Python) featuretools를 사용한 자동 변수 생성

Python) featuretools를 사용한 자동 변수 생성

2022. 1. 22. 14:02ㆍ분석 Python/구현 및 자료

featuretools 버전 1.4.0을 기준으로 작성합니다.

예제 코드에서도 현재 1.4.0을 반영하지 않은 예제만 있다 보니, 그대로 실행하는 데 어려움이 있었고, 간단하게 변수 생성을 해보면서 정리를 해보고자 함.

home-credit-risk data(https://www.kaggle.com/c/home-credit-default-risk/data)

패키지 설치

pip install featuretools==1.4.0

Featuretools

Featuretools는 자동화된 기능 엔지니어링을 수행하기 위한 오픈 소스 라이브러리

Feature 생성 프로세스를 빠르게 진행하여 기계 학습 모델 구축의 다른 측면에 더 많은 시간을 집중할 수 있도록 설계된 훌륭한 도구입니다. 즉, 데이터를 "머신 러닝 준비" 상태로 만듭니다.

크게 3가지에 대해서 알아야 함.

Entities
Deep Feature Synthesis (DFS)
Feature primitive

Entities

Entity는 Pandas DataFrame의 표현으로 간주될 수 있습니다. 여러 Entity의 컬렉션을 Entityset이라고 합니다.

RelationShip

relatioship은 RDBMS에서 사용되는 것과 동일한 추상적 개념

Deep Feature Synthesis

DFS(Deep Feature Synthesis)는 실제로 Feature Engineering 방법이며 Featuretools의 백본입니다.

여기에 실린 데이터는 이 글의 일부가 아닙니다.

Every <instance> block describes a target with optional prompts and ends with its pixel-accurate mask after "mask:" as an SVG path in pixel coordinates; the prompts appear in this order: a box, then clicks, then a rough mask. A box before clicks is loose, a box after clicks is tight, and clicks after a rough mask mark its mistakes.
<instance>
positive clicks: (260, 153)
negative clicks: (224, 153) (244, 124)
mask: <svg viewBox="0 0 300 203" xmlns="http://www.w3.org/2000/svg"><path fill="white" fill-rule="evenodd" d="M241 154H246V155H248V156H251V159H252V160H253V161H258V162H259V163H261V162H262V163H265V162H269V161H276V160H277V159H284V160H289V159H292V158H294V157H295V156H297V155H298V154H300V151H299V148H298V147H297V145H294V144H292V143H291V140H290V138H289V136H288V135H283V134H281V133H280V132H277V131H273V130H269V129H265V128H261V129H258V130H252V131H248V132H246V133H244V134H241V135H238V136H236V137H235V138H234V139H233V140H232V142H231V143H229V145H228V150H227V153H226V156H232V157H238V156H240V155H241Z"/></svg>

단일 데이터 프레임과 다중 데이터 프레임에서 새로운 기능을 생성할 수 있습니다.

Feature primitive

DFS는 EntitySet의 Entity-relationships에 Feature primitive 적용하여 Feature을 생성합니다.

이러한 primitive는 기능을 수동으로 생성하는 데 자주 사용되는 방법입니다. 예를 들어, 기본 "평균"은 집계 수준에서 변수의 평균을 찾습니다.

주요 기능으로는 Aggregation과 Transformation이 있습니다.

Aggregation

최소, 최대, 평균 및 표준 편차와 같은 통계 계산을 위해 상위 테이블의 하위를 그룹화합니다.

Transformation

한 테이블의 하나 이상의 열에 대해 수행되는 작업입니다. 두 열 값의 차이를 계산합니다.

Implementation

read data & merge data

import featuretools as ft 
import gc
import numpy as np
import pandas as pd
import warnings
warnings.simplefilter('ignore')
from os.path import join as pjoin


data_dir = "./home-credit-risk"

filepaths = {
    'data_desc': pjoin(data_dir, 'HomeCredit_columns_description.csv'),
    'app_train': pjoin(data_dir, 'application_train.csv'),
    'app_test': pjoin(data_dir, 'application_test.csv'),
    'bureau': pjoin(data_dir, 'bureau.csv'),
    'bureau_bl': pjoin(data_dir, 'bureau_balance.csv'),
    'credit_bl': pjoin(data_dir, 'credit_card_balance.csv'),
    'install_pays': pjoin(data_dir, 'installments_payments.csv'),
    'pc_balance': pjoin(data_dir, 'POS_CASH_balance.csv'),
    'app_prev': pjoin(data_dir, 'previous_application.csv'),

}

nrows = 10000

# load main datasets
df_train = pd.read_csv(
    filepaths['app_train'], 
    low_memory=False, engine='c',
    nrows=nrows,
)
df_test = pd.read_csv(
    filepaths['app_test'], 
    low_memory=False, 
    engine='c',
)
df_joint = pd.concat([df_train, df_test])

del df_train, df_test
gc.collect()

df_app_prev = pd.read_csv(
    filepaths['app_prev'], 
    engine='c', 
    low_memory=False,
    # first X*3 rows are taken for faster calculations, substitute this by whole dataset
    nrows=nrows*3,
)

transform type

int_cols = df_joint.select_dtypes(include=[np.int64]).columns
float_cols = df_joint.select_dtypes(include=[np.float64]).columns 

df_joint[int_cols] = df_joint[int_cols].astype(np.int32)
df_joint[float_cols] = df_joint[float_cols].astype(np.float32)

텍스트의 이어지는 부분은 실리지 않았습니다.